Physical therapy program builds a bridge to India


‘It’s been great for our students who are from the States to work with and learn from our Indian students. It helps us to see different perspectives and different approaches to our craft’ —Clyde Killian

If there is any question about the international reputation of the Krannert School of Physical Therapy, just take a look at the students in its Master of Health Science classes.

Many of its students are from Indiana and other states around the U.S. But dozens of them travel halfway around the world from India to study here as well.

Dr. Clyde Killian, who has been at UIndy for 10 years, has watched this influx. The initial two or three students from India quickly turned into an entire community and culture within the department.

Those who return home after their studies bring cutting-edge physical therapy knowledge and skills with them.

“They are making major changes when they return to India,” Killian says. “Some open orthopedic clinics, others begin teaching or working with children.

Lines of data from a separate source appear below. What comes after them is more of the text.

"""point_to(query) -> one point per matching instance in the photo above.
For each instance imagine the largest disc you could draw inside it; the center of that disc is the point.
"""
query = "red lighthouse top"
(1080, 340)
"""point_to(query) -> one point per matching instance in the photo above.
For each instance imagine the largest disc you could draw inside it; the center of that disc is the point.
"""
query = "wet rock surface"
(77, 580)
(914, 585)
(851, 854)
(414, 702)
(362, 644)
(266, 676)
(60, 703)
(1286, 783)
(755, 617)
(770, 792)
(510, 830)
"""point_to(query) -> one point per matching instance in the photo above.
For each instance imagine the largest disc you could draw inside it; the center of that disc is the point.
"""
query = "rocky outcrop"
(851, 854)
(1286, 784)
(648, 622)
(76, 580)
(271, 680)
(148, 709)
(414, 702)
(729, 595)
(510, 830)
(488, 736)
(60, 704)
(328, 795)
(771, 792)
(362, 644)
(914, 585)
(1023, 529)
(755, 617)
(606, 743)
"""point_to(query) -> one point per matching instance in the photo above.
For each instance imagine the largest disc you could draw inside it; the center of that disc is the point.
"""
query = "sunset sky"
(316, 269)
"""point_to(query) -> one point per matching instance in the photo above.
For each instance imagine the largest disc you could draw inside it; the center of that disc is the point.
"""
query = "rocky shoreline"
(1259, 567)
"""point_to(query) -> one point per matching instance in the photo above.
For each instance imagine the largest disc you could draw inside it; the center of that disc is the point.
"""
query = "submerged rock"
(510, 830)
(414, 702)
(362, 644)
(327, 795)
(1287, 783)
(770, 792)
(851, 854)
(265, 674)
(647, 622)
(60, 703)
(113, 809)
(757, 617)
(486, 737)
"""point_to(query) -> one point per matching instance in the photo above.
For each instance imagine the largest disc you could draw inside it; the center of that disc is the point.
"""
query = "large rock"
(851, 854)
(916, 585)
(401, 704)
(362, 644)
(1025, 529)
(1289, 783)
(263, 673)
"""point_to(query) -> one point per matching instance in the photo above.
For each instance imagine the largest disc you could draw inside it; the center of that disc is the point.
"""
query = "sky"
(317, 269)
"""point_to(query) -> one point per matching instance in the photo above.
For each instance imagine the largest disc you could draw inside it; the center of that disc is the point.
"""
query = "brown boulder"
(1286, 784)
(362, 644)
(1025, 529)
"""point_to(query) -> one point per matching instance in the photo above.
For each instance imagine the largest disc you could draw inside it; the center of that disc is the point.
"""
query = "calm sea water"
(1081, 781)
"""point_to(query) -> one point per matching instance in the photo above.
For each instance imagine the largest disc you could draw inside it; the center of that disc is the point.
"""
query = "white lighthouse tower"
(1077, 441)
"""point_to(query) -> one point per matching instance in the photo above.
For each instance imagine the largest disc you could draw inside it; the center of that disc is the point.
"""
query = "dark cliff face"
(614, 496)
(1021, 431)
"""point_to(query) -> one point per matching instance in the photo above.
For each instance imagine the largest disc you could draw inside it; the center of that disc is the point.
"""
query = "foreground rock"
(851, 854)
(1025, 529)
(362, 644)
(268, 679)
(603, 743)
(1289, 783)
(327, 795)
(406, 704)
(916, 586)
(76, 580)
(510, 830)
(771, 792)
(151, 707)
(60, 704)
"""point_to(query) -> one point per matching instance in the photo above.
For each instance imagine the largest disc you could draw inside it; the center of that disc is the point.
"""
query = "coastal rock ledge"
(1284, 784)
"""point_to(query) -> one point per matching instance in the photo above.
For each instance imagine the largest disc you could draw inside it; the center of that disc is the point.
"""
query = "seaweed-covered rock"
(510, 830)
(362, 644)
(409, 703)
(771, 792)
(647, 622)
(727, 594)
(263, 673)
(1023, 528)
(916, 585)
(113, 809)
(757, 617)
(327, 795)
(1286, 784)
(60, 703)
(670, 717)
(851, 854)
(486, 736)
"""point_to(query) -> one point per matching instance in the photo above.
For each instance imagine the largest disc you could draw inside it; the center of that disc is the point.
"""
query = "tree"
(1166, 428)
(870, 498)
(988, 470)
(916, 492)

They just want to make a difference in their home country.”

Importing, Exporting

About 15 to 20 percent of these students return home after graduating, says Killian. Yet about half to two-thirds of the program’s graduates stay to practice in Indiana or a neighboring state. About a fourth to a third leave the Midwest.

Graduating class sizes of 40 to 45 students put UIndy at the top of Indiana schools for producing the largest number
of professional program graduates.

“Not only do we encourage international opportunities for our students,” says Dr. Kathy Martin, interim director of the Doctor of Physical Therapy program, “but also we want to maintain and improve our local community. We want to be a good neighbor in the city and a partner to the community.”

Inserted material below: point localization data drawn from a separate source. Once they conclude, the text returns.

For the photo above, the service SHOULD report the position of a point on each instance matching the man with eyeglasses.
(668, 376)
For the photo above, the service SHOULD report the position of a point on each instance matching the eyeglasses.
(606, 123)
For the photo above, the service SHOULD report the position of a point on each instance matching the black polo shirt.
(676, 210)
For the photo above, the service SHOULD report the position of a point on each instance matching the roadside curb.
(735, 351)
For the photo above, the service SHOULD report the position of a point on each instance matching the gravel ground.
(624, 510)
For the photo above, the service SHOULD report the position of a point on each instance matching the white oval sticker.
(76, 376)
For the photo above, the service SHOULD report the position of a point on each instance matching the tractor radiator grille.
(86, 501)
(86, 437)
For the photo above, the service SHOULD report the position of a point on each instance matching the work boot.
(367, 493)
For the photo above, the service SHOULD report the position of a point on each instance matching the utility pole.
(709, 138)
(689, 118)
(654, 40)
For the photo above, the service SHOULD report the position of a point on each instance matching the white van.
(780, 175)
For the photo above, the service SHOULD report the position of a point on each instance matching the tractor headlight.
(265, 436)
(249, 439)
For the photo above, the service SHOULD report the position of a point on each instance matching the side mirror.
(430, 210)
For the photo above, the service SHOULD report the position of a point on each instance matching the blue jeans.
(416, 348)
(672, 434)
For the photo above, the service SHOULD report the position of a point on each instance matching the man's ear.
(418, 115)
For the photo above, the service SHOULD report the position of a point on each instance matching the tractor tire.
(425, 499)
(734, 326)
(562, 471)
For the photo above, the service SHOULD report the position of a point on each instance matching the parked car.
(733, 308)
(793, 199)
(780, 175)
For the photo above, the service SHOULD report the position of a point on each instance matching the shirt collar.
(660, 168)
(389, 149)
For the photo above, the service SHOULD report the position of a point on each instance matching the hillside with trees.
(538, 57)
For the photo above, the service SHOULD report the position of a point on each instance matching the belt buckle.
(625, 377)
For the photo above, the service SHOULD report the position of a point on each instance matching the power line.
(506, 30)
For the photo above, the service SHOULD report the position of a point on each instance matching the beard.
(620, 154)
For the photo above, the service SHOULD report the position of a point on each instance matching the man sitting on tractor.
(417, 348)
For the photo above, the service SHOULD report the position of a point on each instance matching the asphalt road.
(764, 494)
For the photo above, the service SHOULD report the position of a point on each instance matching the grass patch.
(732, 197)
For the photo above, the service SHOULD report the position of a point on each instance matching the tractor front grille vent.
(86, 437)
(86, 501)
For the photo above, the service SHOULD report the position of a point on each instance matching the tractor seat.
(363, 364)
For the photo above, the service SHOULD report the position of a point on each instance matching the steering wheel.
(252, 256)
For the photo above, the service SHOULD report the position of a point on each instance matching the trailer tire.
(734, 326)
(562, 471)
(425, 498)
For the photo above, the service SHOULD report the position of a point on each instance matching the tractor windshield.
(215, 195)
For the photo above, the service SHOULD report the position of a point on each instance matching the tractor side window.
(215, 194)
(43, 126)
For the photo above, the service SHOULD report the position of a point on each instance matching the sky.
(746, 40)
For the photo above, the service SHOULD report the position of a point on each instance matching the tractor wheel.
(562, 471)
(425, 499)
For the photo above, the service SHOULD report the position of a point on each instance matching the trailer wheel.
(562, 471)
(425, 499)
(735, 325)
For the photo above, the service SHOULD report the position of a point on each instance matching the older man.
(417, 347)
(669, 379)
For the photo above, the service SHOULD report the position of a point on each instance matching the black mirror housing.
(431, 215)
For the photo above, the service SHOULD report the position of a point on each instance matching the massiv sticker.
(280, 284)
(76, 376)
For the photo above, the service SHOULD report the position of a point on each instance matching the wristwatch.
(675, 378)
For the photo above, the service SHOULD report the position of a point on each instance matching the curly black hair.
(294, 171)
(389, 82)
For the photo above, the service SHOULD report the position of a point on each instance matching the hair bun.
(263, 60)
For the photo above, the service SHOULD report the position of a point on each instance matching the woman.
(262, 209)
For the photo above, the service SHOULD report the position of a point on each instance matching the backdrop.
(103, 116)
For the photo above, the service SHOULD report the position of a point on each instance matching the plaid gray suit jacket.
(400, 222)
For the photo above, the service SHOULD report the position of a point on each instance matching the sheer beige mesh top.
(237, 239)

Sudha Thakur of Delhi, India, learned about the program via the Internet and recommendations from other students.

“The U.S. News ranking rated the University amongst top universities for physical therapy,” she says.

Sudha, who received her master’s degree in May 2010, has her future planned.

“I wish to gain some experience here for a few years, work in different realms of physical therapy, earn my doctorate, teach for some years, and then go back to India with all the experience and knowledge. I’d encourage students there to explore this part of the world.”

As students go back to India and to countries around the world, Dr. Killian knows that both UIndy and the students have benefited from their time together.

“These kids inspire you,” he says. “They become like family to us, and we’re sad when they leave.

“They are great students, phenomenal people. They bring more to us than we can ever give to them.”